Tausi or tochi, which originates from China, is a fermented and salted black soybean sauce made from black soybeans. My granduncle would argue that you can cook meat or fish with tausi and it would just taste like, well, tausi. You will get no overwhelming flavor. No alchemic miracle. But marry tausi and mud crabs together with vinegar as a binding ingredient and the result is a new universe of flavor. The secret is the manner of cooking. My granduncle would insist on the crabs should be the fattest from the season’s harvest.
We would usually troop to the Guagua Public Market at 2:00 in the morning of December 24 each year to catch the first batch of mud crabs being carted to the stalls of sellers from the nearby Consignacion. He would insist on buying the male crabs, but not just any male crabs, the mud crabs would have to be bakla which are more expensive.
His choice for such crabs is not out of superstition, but from his long years as a pond worker. Mud crabs that are bakla are actually juvenile crabs that have yet to reach full maturity. These crabs are just of the right size, not too big not too small, and are easy to clean.
My granduncle would personally choose the plastic batsa for each crab for slaughter. Each crab would need to have a round apron on its belly distinguishing it from the more phallic aprons of its male counterparts. He would weigh them against each other by the hand and choose the heavier of the two with a murmur of prayer to whomever saint comes to mind that the batch chosen would be blessed with the most aligue (crab fat). It is this fat that interacts with tausi and vinegar in producing the distinctive flavor of the dish.

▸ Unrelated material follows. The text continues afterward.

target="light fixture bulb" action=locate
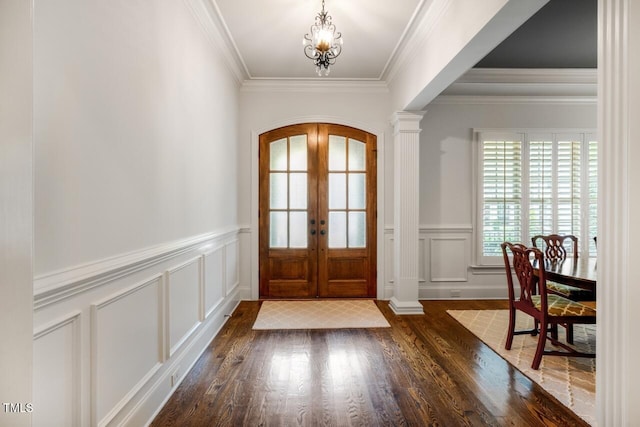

My granduncle would clean each crab with a new unused toothbrush removing gunk and whatever dirt from each crab’s body. Scrupulously cleaning the carbs ensures the dish would last longer. Blanching the crabs with hot water instantly kills the crabs and allows one to safely cut them in two, any fat that drips out would be saved for cooking. Tausi and vinger would be mixed together in a hot pot. My granduncle would insist on the tausi brand that is sold in small plastic yellow cups. This brand is less salty than the canned ones. The ratio of the two ingredients would be 2 cups of tausi to ½ cup of vinegar for a whole kilo of crabs. Simmered in a hot pot, the crabs would be cooked for five to ten minutes mixing them evenly with the vinegar and tausi sauce allowing the aligue to seep into the mixture. One would then add four cups of water to the dish and allow it to simmer for another three minutes. By this time, the magic has already worked its way. The aligue had already morphed with the tausi and the vinegar. The flavor is just the right saltiness with a tinge of light sour and sweet rich taste from the vinegar and aligue. The sauce from the dish would be enough to flavor a hot plate of rice.
My granduncle would always remark that simple ingredients when tweaked in the right ratio and combination could spell a lot of flavorful differences. Cooking, he said is like a happy marriage, the flavors get along with one another, complementing and not overpowering to produce one ideal taste. Tasting this dish with your bare hands and slurping and sucking the flavor from the carbs would really convince you that there are indeed ingredients made for each other.